Buffer Saver schematic

Some other design features I included were the ability to force the enable pin low with a jumper, and allow for an extremely compact footprint by chopping off the part above the dashed line by placing a 5V passthrough pad on the back of the board. These features make the BufferSaver perfect to fit right in-line with the data and power lines going to an LED strip or one-way, SPI-controlled display.

alt text

Verification

With a solution determined the final step was to validate the solution. I needed to make sure of two things:

  • That high-speed (10 MHz) signals could pass through the buffer unchanged
  • That MOSI data did not affect MISO when the buffer was disabled

The testing sketch I wrote demonstrates that the Buffer Saver does what it was designed to do by placing an APA102 LED strip on the same SPI bus as an LIS3DH accelerometer. The Buffer Saver protects the LED data instead of having to re-write it all each time, but still allows the accelerometer to control the MISO line to send data back to the microcontroller.

Download Testing Sketch

alt text

This is the Buffer Saver in action! While testing everything out I realized that it was really odd to have sensors connected to the same lines as an LED strip and it got me thinking. On the next verison of the Buffer Saver there will be a second tri-state buffer that disconnects the LED strip from the MOSI line when not selected.

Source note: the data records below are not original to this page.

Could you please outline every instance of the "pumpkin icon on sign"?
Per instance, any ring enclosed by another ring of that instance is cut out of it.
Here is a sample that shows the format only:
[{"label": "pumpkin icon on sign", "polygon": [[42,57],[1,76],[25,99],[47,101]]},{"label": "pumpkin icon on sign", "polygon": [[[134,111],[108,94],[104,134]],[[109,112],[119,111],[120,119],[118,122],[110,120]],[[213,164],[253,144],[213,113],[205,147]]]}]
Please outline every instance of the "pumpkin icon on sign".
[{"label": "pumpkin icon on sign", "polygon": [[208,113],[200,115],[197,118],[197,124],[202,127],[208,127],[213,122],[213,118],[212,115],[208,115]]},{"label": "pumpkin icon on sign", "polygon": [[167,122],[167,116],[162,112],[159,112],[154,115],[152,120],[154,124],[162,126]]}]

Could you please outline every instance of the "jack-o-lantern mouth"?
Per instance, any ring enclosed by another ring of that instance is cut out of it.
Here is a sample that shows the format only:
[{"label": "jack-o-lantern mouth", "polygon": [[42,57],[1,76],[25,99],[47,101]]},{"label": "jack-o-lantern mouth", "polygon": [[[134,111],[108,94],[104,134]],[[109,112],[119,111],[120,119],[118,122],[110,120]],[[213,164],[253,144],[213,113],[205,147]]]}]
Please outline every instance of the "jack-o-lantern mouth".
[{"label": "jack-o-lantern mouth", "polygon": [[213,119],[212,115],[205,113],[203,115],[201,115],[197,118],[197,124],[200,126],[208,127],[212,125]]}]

This will allow you to control multiple unique LED strips with just one SPI port!

alt text

I've also provided a DLA capture that shows the input and output signals when driving the LEDs at 5 MHz. If you'd like to inspect the capture more closely you can download it below and open it with Saleae Logic.

Download Logic Capture

Now I am curious to know if anyone else thought of another solution to the SPI.transfer() problem? Do you think you could find a use for two different LED strips on one SPI port?